ただ、その一方で、音楽とともにこのセリフが歌われるとき、なんか願望のように聞こえるというのは、拭いようのない事実です。そこから、ネイティブであるドイツ人もまた、この言葉を「願望」のように受け取っているのではないか、それはそれで正しいとも思います。
そう考えると、もうホントに文字通り「救済者への救済」もしくは「救い主への救い」とだけ訳すのが正確かな?とも思えてきます。今手元にないのですが、白水社の大型本パルジファル池上純一氏の訳も、確かそのような中性的な訳だったように思います。
とはいえ、やはり一つの立場を打ち出すことも意義のあることかと考え、色々考えた挙句、ある意味個性的な「救い主が救われた」という訳となっています。ですから「救済者に救済を」と考える余地も十分にあると、今は思っています。
さて、あらためてこの言葉を「救い主に救いを!」と受け取ると、どのような風景が見えてくるのか、ということですが、今回の「訳者コメント(後篇)」の視点からすると、これは他の誰よりもクンドリーの祈りではないか?ということに思い当たりました。
この考えはもちろん、訳者コメントで書いた私の想像の妥当性を前提としてのことですが、そうだとしたら、クンドリーが十字架に向かうイエスに抱いた最初の祈りこそ「救い主(ここではイエス)に救いを」だったはずです。第3幕最後の合唱では、そのクンドリーの祈りがリフレインとして何度も反復され、そのかつて自らが発した祈りの中で、クンドリーは苦しみの連鎖からようやく解かれると考えることは、あながち的外れでもないような気がしてきました。やや綺麗すぎる話にも思えますが、自分の解釈の傍証となっているようにも思えて記載しました。
せっかくなので、最後の合唱を動画対訳で聴いてみました。1時間18分45秒あたりからです。オペラトーク飯守泰次郎氏が指摘していた、最後のソの音も確認してみました。

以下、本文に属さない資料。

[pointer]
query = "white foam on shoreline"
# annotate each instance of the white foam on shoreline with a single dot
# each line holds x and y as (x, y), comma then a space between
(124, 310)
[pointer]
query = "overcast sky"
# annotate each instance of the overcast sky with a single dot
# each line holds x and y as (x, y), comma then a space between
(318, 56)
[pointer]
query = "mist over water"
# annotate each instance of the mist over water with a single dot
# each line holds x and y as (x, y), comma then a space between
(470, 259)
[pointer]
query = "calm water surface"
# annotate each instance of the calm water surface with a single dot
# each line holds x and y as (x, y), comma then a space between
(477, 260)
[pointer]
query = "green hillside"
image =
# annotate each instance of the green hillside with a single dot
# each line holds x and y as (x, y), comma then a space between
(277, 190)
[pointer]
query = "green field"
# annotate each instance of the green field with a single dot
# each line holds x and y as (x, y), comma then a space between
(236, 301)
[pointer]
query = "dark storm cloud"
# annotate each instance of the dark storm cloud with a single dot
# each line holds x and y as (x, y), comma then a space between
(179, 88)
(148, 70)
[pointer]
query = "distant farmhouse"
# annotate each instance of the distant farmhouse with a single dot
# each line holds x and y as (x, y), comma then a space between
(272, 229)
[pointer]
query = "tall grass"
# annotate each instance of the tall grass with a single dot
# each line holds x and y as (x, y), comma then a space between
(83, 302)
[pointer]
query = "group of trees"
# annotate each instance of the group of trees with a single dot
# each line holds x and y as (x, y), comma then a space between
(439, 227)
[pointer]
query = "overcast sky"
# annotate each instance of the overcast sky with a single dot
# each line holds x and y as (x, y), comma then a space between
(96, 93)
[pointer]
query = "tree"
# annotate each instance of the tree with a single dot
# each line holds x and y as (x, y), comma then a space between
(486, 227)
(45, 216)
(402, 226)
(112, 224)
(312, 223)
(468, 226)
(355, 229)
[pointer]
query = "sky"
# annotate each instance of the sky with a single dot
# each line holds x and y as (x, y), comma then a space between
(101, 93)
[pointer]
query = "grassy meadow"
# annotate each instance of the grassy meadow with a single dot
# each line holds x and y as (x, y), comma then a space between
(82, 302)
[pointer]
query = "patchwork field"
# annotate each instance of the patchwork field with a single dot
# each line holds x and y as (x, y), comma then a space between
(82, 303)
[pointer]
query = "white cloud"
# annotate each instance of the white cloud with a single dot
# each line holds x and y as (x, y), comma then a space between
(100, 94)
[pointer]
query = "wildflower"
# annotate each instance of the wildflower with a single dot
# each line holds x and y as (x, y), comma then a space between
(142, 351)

この1951年のバイロイトでは、その点があまりよく分からないですが、もっと音質がいい音源であっても、この最後の音楽はホールの大空間でこそ真価を発揮するように作られているように思えます。2年前の東京文化会館でもそう感じたのですが、この音楽が再び飯守氏の解釈のもと、今回は新国立劇場でどのように聴こえるのか非常に楽しみです。